One of the five drivers of customer brand insistence is “value.” While value is comprised of more than just price (benefit bundle, perceived quality, etc.), it's important to understand pricing to deliver a strong brand value. Following are some concepts that you may find useful as you determine pricing for your brand’s products and services.
People often compare a product’s price to a “reference price” that they maintain in their minds for the product or product category in question. A “reference price” is the price that people expect or deem to be reasonable for a certain type of product. Several factors affect reference prices:
•Memory of past prices
•Frame of reference (compared to competitive prices, pre-sale prices, manufacturer’s suggested prices, channel-specific prices, marked prices before discounts, substitute product prices, etc.)
o Creating the most advantageous (and believable) competitive frame of reference is essential to achieving a price premium
•Prices of other products on the same shelf, in the same catalog, or in the same product line
o The addition of a more premium priced product typically increases sales of other lower-priced products in the same product line
•The way the price is presented – for instance, absolute number versus per quart, per pound, per hour of use, per application, for the result achieved, etc.; also four simple payments of $69.95 versus $279.80; for automobiles: total purchase price versus monthly loan payment versus monthly lease payment
•The order in which people see a range of prices – like when a realtor uses the trick of showing the poorest value house first.

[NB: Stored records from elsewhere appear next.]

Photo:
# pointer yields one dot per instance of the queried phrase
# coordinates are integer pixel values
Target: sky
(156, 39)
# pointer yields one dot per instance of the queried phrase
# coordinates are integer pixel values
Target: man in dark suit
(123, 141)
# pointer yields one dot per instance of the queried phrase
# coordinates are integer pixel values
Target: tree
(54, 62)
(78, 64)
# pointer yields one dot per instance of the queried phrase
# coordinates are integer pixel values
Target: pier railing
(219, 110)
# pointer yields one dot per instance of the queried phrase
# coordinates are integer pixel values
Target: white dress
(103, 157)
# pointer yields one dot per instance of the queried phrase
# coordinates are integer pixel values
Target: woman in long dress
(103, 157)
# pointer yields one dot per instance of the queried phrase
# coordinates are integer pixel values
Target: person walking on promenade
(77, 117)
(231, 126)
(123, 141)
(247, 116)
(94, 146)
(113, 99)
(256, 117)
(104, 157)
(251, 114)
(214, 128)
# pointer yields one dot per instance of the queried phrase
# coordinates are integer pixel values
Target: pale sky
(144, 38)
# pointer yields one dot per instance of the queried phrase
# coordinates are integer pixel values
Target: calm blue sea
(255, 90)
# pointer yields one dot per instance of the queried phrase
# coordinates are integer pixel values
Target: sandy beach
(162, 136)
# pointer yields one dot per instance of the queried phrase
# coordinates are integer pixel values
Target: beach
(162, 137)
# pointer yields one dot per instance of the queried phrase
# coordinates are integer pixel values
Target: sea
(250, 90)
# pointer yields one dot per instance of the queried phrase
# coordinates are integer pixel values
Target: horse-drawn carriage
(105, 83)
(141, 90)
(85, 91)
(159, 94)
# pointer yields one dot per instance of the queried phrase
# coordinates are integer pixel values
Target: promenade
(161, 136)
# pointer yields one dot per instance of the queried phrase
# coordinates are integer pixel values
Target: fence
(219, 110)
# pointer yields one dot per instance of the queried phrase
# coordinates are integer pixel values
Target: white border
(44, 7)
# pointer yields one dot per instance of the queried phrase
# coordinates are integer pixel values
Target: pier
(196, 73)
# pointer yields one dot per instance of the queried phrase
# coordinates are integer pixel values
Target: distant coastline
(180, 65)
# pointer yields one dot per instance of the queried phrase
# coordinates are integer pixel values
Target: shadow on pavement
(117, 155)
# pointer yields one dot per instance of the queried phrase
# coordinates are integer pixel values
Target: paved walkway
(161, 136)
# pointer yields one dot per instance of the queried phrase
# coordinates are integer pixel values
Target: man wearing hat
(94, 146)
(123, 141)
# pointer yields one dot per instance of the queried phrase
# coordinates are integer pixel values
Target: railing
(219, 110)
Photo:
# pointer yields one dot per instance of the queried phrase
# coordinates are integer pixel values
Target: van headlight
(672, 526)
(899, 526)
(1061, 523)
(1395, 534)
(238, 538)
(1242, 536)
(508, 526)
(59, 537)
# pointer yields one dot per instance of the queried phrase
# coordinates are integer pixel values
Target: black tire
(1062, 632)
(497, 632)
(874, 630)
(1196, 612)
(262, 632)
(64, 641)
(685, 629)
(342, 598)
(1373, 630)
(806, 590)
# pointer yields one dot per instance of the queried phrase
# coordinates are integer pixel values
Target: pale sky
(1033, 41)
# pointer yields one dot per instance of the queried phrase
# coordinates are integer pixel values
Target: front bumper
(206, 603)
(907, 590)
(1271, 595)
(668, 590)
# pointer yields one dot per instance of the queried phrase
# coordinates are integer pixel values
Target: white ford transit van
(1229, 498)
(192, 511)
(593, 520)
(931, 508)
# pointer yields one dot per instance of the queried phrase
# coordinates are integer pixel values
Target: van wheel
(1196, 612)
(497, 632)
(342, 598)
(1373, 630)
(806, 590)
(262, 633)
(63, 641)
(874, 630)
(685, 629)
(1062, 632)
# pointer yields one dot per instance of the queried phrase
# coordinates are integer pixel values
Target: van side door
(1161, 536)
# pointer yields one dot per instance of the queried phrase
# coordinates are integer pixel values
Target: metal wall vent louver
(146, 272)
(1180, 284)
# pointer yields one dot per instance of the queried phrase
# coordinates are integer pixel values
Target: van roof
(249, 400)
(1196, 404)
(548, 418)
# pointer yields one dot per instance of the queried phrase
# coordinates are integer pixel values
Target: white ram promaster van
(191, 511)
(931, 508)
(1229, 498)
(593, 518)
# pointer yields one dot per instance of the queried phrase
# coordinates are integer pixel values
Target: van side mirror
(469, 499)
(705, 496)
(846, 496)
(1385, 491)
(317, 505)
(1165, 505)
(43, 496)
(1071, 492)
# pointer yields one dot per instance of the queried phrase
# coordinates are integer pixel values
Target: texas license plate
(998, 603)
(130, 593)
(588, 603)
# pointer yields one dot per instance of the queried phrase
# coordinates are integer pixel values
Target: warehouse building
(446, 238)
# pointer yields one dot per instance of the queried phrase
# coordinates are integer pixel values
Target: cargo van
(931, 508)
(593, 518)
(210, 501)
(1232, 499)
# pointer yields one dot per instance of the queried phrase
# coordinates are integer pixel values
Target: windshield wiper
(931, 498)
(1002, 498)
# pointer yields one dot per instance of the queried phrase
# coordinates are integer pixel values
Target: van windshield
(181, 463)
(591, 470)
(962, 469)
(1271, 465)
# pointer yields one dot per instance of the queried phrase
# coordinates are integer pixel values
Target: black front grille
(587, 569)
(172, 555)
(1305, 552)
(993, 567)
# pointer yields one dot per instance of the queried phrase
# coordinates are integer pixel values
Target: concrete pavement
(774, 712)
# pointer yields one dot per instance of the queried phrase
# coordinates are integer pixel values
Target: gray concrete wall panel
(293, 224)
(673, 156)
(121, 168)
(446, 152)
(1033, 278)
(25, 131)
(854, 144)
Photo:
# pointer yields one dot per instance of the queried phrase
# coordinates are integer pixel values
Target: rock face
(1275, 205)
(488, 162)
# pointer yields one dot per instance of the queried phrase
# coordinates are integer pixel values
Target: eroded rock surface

It is extremely important to be able to estimate the impact of price changes on sales and profits. That is, it is important to know how a price change will impact consumer response, competitive response, and unit volume. Many business people erroneously believe that a price increase is the most cost-effective revenue generating marketing tactic. I have heard generally intelligent business people share their excitement about how a price increase will drop to the “bottom line” dollar-for-dollar. Most of the time, this is simply not true.
People display different price sensitivities to different products in different situations. Often people are relatively price insensitive, but only within a relevant price range. Once a price exceeds that range, people become very sensitive. Raising the price across that threshold is akin to walking off of a cliff.